Il volume si intitola “Riconquistare menti e cuori. L’Occidente sul campo di battaglia digitale” ed è insieme memoir politico, analisi strategica e manifesto operativo. Il libro, verrà presentato dopo domani, 30 aprile, alle 18, presso la Mondadori Bookstore di Galleria Alberto Sordi a Roma. Tra gli altri, interverranno Alessandro Sallusti, già direttore de Il Giornale, e Gino Zavalloni, direttore di Esperia Italia. Modera Flavia Giacobbe, direttrice di Formiche.
Casaleggio e la scuola del consenso digitale
Il punto di partenza è biografico. Dettori ha vissuto dall’interno la stagione in cui i social media hanno trasformato il rapporto tra potere e consenso in Italia. Come braccio destro di Gianroberto Casaleggio ha contribuito a costruire la macchina comunicativa del MoVimento 5 Stelle, un esperimento che per diversi anni ha rappresentato, nel bene e nel male, il laboratorio più avanzato di politica digitale nel panorama europeo.
Quella stagione — proseguita nelle fasi guidate da Beppe Grillo e Luigi Di Maio — ha lasciato a Dettori un metodo e una domanda. Il metodo: come si costruisce consenso su larga scala attraverso la narrazione. La domanda: perché le democrazie liberal-occidentali, pur disponendo di risorse e libertà che le autocrazie non hanno, sembrano sistematicamente perdere la battaglia delle percezioni nel contesto digitale globale?
La tesi: le autocrazie hanno capito prima
La risposta che Dettori offre nel libro è netta. Le autocrazie – dalla Russia di Putin alla Cina di Xi, passando per una costellazione di regimi e movimenti illiberali – hanno compreso prima e meglio delle democrazie che il digitale non è un canale neutro di distribuzione dell’informazione, ma un campo di battaglia dove si decide la forma stessa della realtà percepita.
Hanno investito in strutture dedicate, in strategia narrativa di lungo periodo, in comprensione delle dinamiche emotive che governano la diffusione dei contenuti online. Le democrazie, al contrario, hanno a lungo trattato i social media come un’appendice della comunicazione tradizionale: utile, ma non decisiva. Il risultato è uno squilibrio strutturale che si misura ogni giorno nella qualità e nella penetrazione delle narrazioni che circolano nelle opinioni pubbliche occidentali.

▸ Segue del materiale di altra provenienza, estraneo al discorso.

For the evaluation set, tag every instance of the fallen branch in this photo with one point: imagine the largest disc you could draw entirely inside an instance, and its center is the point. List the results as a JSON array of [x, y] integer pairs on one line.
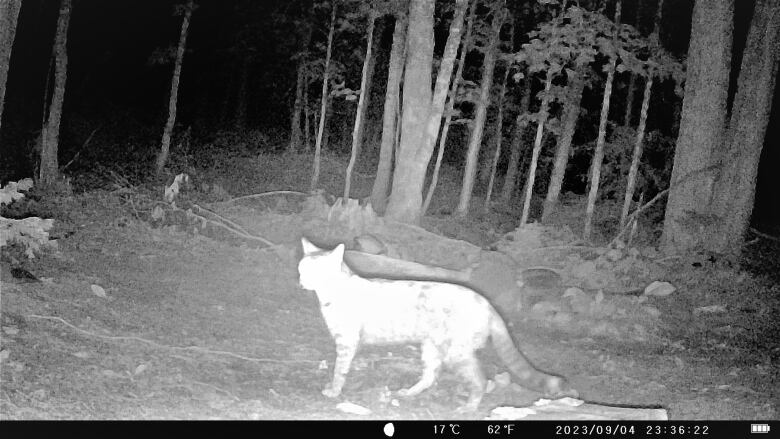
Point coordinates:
[[222, 219], [633, 216], [265, 194], [83, 145], [173, 348], [245, 235], [764, 235]]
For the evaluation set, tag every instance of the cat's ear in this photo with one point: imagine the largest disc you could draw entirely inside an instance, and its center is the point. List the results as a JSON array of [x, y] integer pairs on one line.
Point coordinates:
[[308, 247], [338, 252]]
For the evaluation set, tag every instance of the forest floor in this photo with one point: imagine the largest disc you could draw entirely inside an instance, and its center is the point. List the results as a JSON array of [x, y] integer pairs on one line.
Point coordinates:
[[136, 318]]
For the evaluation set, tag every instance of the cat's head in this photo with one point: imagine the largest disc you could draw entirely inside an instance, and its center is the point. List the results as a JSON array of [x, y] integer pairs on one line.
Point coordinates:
[[319, 266]]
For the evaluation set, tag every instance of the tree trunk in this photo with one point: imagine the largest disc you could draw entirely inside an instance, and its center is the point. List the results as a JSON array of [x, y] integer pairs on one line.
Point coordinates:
[[637, 156], [49, 170], [629, 99], [9, 13], [307, 116], [510, 179], [295, 120], [571, 115], [162, 157], [499, 138], [369, 80], [598, 154], [735, 188], [315, 177], [357, 131], [702, 123], [529, 189], [465, 47], [389, 119], [239, 123], [475, 141], [300, 83], [640, 135], [421, 116]]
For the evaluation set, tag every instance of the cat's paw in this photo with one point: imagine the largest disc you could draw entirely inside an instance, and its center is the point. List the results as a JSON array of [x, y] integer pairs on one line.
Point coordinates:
[[404, 393], [331, 392], [408, 393]]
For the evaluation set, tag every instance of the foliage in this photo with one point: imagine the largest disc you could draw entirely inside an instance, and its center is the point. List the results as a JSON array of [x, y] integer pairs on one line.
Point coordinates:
[[654, 171], [577, 38]]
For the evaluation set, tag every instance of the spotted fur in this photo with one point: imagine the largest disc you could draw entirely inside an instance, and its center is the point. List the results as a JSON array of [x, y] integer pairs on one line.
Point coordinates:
[[449, 321]]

Esperia e il tentativo di costruire un metodo
Da questa diagnosi nasce il progetto Esperia, cofondato da Dettori nel maggio 2025. L’obiettivo dichiarato è costruire una risposta consapevole e organizzata alla guerra narrativa in atto, partendo dal presupposto che l’Occidente non debba rinunciare ai propri valori per competere sul piano della comunicazione, ma debba imparare a raccontarli senza complessi di inferiorità.

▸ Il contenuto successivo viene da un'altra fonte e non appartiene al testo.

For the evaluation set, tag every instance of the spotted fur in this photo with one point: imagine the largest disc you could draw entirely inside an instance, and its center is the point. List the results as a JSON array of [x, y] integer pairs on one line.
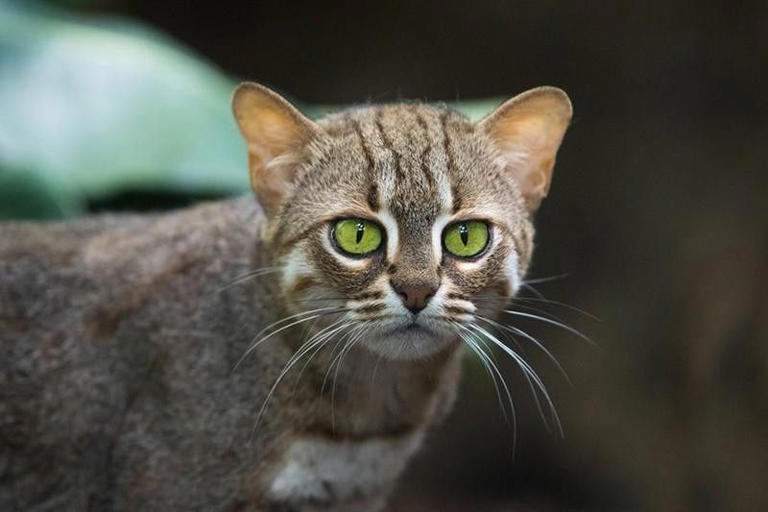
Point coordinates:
[[227, 357]]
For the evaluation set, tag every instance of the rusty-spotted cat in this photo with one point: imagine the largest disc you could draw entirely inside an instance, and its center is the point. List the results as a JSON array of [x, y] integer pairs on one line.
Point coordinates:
[[287, 353]]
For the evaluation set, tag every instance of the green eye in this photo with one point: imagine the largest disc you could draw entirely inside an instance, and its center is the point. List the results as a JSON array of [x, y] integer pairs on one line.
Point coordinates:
[[466, 239], [357, 236]]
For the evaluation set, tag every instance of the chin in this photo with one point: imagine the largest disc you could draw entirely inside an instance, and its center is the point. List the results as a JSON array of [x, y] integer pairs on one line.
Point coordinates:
[[412, 342]]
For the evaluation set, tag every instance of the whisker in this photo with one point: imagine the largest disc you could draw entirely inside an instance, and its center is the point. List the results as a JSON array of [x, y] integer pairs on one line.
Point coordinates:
[[516, 330], [529, 374], [252, 347], [493, 371], [558, 303], [546, 279], [249, 275], [553, 322], [305, 348], [354, 340]]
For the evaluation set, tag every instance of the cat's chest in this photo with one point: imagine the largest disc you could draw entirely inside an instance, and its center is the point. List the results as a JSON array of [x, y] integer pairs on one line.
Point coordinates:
[[341, 474]]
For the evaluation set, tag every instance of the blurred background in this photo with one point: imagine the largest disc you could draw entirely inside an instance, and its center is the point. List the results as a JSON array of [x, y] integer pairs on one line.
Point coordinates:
[[657, 221]]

Il libro è anche la mappa di questo percorso: non solo un’analisi del problema, ma la proposta di un metodo operativo ricavato dall’esperienza diretta. Lo stesso che, sostiene Dettori, ha contribuito al successo del M5S e che oggi orienta il lavoro di Esperia. La posta in gioco, nell’impostazione dell’autore, non riguarda la comunicazione in senso tecnico. Riguarda la sopravvivenza del modello democratico in un’epoca in cui chi controlla le narrazioni controlla, di fatto, il senso condiviso della realtà.